Model descriptions¶

This package implements a number of models.

Ridge¶

Let \(X\in \mathbb{R}^{n\times p}\) be a feature matrix with \(n\) samples and \(p\) features, \(y\in \mathbb{R}^n\) a target vector, and \(\alpha > 0\) a fixed regularization hyperparameter. Ridge regression 1 defines the weight vector \(b^*\in \mathbb{R}^p\) as:

\[b^* = \arg\min_b \|Xb - y\|_2^2 + \alpha \|b\|_2^2.\]

The equation has a closed-form solution \(b^* = M y\), where \(M = (X^\top X + \alpha I_p)^{-1}X^\top \in \mathbb{R}^{p \times n}\).
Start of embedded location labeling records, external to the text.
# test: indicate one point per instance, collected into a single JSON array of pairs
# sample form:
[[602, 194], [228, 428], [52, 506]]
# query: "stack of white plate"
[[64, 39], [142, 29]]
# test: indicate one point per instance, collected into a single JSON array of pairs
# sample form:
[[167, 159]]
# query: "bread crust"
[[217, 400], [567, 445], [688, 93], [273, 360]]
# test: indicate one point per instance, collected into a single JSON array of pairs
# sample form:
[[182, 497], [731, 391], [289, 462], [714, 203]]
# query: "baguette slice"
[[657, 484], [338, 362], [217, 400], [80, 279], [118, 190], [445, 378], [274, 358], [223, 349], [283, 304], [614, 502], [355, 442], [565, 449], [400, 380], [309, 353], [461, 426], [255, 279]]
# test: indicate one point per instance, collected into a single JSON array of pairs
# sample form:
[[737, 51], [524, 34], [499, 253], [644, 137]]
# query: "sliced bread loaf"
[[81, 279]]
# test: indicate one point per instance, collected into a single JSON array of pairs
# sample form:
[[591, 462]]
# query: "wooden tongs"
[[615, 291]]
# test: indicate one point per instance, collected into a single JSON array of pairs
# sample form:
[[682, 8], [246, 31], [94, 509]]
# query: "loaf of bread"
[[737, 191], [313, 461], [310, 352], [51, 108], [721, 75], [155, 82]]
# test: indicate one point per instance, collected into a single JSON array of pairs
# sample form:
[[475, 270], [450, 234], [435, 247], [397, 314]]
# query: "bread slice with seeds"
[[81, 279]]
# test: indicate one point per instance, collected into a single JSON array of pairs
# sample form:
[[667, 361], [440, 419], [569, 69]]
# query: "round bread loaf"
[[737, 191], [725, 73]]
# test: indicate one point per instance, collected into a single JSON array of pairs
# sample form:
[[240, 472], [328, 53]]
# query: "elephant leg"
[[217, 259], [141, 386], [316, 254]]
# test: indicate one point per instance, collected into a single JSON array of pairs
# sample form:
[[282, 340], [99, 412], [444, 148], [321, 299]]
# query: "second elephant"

This model is implemented in

Ridge (scikit-learn-compatible estimator)
solve_ridge_svd() (function)

KernelRidge¶

By the Woodbury matrix identity, \(b^*\) can be written as \(b^* = X^\top(XX^\top + \alpha I_n)^{-1}y\), or \(b^* = X^\top w^*\) for some \(w^*\in \mathbb{R}^n\). Noting the linear kernel \(K = X X^\top \in \mathbb{R}^{n\times n}\), this leads to the equivalent formulation:

\[w^* = \arg\min_w \|Kw - y\|_2^2 + \alpha w^\top Kw.\]

This model can be extended to arbitrary positive semidefinite kernels \(K\), leading to the more general kernel ridge regression 2.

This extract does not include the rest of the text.